Sin embargo, el curso ha estado abierto (y lo estará en sus próxima ediciones) a cualquier persona interesada en entrar en el sector que ya cuente con experiencia profesional en puestos de marketing o ventas y titulación universitaria. El precio de la matrícula es de 6.500 euros, aunque ofrece la posibilidad de acceder a becas de apoyo para cofinanciar el importe de la matrícula hasta 5.000 euros.

Bodega 202

Es el caso de Bodega 202, un proyecto tan joven que ahora mismo inicia la comercialización de su primera añada, la de 2015. «Nosotros sólo somos cuatro trabajadores, así que nos toca ser versátiles y hacer todos de todo», explica Marta Ortiz-Arce, responsable de márketing, comercialización y sostenibilidad. Ella es ingeniera de montes con un máster en agricultura sostenible y hasta hace tres años se había dedicado «más a la gestión de cultivos y proyectos ambientales». Entonces se enroló en la puesta en marcha de esta bodega, «así que tuve que ponerme las pilas en temas de márketing en general». Y como ella el resto de sus compañeros.

«El márketing digital, el comercio electrónico y el enoturismo son sectores que se mueven muy deprisa, en los que los cambios producen muy rápidamente. Para estar al tanto hay que estar formándose permanentemente, sin dejar de ir a jornadas, seminario o cursos. No te puedes quedar dormido en los laureles pesando que ya lo sabes todo porque cada año hay herramientas o iniciativas nuevas. Además, somos conscientes de que tenemos que dar toda la importancia del mundo al marketing digital, tanto por las ventas que puedes hacer como por ir creado marca. Un proyecto nuevo como el nuestro o está en Internet o no existe. Pero, sin embargo, una empresa de nuestras dimensiones no puede tener a una persona dedicándose solo a ello», reconoce.

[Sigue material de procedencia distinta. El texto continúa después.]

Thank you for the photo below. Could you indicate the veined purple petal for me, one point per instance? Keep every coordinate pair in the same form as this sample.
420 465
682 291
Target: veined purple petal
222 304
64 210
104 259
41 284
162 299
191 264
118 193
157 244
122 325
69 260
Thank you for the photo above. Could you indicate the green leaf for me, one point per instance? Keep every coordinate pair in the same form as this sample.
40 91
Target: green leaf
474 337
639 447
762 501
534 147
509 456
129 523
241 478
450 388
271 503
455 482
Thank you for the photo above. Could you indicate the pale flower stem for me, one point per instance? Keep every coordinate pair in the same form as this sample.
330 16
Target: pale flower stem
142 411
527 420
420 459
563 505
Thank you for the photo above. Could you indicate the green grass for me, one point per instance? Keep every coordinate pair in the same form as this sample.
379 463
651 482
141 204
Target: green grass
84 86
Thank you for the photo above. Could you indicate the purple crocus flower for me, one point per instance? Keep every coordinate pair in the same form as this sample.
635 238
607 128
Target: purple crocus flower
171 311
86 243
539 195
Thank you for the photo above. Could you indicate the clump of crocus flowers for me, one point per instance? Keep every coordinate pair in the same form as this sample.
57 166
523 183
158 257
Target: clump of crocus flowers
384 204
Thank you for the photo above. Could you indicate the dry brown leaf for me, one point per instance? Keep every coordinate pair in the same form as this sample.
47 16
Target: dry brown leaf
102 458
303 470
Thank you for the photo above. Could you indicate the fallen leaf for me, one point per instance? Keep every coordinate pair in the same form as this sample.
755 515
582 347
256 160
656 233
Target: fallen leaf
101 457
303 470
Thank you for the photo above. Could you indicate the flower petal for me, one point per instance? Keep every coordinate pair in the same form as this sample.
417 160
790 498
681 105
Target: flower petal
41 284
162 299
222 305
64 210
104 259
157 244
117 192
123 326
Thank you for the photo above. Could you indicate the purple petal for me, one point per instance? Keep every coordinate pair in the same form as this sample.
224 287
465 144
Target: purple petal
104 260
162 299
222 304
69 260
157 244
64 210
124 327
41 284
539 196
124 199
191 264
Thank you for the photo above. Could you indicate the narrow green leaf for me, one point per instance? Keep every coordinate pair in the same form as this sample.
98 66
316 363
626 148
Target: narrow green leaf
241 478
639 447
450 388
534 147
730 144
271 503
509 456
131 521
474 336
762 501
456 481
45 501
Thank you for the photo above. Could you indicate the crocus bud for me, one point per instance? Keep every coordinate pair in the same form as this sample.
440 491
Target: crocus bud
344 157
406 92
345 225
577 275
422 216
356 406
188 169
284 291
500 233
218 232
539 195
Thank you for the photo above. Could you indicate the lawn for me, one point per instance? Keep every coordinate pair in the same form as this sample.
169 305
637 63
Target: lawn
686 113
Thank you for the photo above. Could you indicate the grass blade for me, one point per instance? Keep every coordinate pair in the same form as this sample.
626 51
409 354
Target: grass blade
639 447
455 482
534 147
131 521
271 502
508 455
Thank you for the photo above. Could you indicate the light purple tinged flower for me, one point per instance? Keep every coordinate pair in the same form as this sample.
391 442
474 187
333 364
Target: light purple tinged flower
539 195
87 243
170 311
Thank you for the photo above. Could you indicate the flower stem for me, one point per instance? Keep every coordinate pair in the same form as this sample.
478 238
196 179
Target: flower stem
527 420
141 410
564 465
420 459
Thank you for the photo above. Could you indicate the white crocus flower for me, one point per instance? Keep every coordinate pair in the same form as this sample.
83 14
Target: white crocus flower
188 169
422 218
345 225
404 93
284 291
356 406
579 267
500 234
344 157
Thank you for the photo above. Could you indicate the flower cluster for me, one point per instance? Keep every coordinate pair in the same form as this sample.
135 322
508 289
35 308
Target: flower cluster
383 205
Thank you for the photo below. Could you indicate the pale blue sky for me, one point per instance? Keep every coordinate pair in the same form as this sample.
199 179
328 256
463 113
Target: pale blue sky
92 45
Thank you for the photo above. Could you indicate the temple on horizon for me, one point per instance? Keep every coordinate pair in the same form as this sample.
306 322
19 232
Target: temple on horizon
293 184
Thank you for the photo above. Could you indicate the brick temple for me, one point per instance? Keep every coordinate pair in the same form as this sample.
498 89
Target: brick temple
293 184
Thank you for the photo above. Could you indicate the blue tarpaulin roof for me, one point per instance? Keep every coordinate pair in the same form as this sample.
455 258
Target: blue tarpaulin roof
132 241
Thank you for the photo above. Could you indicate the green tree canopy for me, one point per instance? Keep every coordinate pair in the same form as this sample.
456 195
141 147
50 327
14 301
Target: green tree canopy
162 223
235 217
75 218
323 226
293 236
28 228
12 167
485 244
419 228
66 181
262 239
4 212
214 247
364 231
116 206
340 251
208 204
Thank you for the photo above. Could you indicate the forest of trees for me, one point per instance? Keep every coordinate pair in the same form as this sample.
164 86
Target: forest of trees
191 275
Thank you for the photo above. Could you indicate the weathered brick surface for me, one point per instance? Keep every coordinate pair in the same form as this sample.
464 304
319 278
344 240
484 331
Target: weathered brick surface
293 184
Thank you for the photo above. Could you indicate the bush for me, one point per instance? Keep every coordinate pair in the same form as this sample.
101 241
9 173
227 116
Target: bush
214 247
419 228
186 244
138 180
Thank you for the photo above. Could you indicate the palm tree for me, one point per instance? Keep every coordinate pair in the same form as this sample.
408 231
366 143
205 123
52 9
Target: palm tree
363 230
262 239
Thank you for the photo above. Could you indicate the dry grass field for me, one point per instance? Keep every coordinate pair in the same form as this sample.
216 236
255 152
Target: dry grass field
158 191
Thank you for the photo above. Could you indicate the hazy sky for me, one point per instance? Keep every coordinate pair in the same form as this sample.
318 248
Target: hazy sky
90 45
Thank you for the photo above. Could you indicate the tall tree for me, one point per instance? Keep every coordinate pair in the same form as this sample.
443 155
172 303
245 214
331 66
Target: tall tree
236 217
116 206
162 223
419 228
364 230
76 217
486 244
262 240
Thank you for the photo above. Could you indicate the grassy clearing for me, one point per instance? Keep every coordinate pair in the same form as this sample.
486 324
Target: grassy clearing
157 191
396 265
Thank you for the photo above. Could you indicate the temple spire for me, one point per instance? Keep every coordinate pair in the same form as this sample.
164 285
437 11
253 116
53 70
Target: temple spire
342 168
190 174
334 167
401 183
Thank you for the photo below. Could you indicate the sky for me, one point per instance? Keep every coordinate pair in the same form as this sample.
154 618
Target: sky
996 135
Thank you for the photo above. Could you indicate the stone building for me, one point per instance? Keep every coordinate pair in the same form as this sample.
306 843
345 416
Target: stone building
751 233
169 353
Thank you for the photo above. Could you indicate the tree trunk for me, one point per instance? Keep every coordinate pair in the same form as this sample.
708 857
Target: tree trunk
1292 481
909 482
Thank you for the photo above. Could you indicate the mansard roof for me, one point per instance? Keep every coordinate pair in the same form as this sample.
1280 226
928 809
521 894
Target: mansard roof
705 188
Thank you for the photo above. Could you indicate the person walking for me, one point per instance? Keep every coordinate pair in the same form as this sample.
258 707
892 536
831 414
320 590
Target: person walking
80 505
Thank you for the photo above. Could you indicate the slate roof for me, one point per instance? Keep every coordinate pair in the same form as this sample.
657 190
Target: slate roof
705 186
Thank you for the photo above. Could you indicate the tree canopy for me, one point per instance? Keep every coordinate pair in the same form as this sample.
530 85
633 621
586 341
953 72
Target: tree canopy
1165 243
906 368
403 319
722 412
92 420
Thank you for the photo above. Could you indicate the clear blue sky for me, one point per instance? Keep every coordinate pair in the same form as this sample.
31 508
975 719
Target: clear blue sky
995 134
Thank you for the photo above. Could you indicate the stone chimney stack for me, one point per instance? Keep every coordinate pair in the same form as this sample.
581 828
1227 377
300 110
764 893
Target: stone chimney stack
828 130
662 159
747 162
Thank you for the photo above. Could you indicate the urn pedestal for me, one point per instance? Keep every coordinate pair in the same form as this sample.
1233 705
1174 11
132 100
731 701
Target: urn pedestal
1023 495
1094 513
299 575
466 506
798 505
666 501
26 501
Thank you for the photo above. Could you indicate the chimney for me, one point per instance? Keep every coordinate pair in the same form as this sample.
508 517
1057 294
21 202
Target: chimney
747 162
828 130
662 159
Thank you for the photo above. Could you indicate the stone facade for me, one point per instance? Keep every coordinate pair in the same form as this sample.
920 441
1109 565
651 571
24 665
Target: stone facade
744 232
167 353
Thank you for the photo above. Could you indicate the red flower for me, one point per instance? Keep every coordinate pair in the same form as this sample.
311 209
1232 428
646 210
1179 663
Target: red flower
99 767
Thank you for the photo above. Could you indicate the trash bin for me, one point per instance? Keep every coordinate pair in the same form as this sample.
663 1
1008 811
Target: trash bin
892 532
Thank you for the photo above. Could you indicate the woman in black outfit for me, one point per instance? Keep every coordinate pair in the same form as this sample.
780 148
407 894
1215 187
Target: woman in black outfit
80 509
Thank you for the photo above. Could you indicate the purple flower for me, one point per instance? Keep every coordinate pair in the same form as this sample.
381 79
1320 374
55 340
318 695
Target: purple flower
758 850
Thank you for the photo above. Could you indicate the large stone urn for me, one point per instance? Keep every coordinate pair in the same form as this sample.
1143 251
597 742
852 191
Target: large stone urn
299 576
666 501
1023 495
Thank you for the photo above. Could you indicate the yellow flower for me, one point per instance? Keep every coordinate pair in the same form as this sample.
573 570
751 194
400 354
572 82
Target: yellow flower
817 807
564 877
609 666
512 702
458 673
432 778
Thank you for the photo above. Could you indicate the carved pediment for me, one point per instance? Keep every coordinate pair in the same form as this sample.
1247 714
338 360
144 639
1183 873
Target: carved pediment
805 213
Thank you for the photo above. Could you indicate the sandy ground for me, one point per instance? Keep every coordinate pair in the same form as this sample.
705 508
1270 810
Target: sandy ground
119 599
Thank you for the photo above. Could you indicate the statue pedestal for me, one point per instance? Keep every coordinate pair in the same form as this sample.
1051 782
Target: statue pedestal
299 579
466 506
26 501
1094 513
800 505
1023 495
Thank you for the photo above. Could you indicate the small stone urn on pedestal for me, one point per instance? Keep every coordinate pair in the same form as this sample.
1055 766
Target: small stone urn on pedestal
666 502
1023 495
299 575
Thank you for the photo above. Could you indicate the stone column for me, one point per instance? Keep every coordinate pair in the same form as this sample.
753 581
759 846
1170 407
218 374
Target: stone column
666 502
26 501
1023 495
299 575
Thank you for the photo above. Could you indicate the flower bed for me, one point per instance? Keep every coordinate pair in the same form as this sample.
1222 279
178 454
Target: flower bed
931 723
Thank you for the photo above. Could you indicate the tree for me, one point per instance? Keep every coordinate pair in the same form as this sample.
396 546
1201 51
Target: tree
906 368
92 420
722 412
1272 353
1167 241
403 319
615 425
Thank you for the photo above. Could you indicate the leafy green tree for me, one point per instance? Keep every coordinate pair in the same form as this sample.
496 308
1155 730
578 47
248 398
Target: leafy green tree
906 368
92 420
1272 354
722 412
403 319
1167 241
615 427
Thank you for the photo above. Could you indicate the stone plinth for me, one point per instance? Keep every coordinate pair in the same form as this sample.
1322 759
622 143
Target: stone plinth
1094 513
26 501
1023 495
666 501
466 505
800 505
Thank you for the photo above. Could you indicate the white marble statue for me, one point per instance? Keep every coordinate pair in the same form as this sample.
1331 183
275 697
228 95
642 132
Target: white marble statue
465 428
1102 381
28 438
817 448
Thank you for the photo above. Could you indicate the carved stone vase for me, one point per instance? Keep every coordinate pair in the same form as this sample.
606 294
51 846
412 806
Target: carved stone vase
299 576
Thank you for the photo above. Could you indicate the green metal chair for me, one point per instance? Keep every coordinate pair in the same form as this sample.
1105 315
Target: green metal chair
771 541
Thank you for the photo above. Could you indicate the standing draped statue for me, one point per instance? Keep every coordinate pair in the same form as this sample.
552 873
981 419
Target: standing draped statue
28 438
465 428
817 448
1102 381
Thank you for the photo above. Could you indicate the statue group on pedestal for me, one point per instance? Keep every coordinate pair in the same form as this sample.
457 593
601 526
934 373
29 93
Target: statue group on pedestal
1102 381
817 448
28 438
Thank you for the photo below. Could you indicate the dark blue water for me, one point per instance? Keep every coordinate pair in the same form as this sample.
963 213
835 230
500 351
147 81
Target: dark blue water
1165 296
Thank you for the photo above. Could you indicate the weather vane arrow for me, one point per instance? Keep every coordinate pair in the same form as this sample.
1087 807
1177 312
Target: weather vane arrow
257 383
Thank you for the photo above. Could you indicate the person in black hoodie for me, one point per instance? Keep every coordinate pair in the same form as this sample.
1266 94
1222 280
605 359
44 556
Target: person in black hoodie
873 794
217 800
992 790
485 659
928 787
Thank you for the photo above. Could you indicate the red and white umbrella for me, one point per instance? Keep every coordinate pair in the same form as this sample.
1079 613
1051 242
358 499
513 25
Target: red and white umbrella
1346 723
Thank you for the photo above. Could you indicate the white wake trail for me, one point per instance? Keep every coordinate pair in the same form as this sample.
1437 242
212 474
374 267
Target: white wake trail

Ellos asumen que va a tener que acudir a terceros, a empresas o trabajadores especializados, para que realicen esa labor de posicionamiento digital por ellos, pero tampoco a ciegas. «La base la tiene que tener uno mismo. Tú tienes que saber tanto qué tienes que externalizar como qué tienes que pedir a ese experto y para eso tienes que conocer algo las herramientas y las estrategias. Además, muchas veces a los mejores expertos los conoces en los procesos de formación», resume.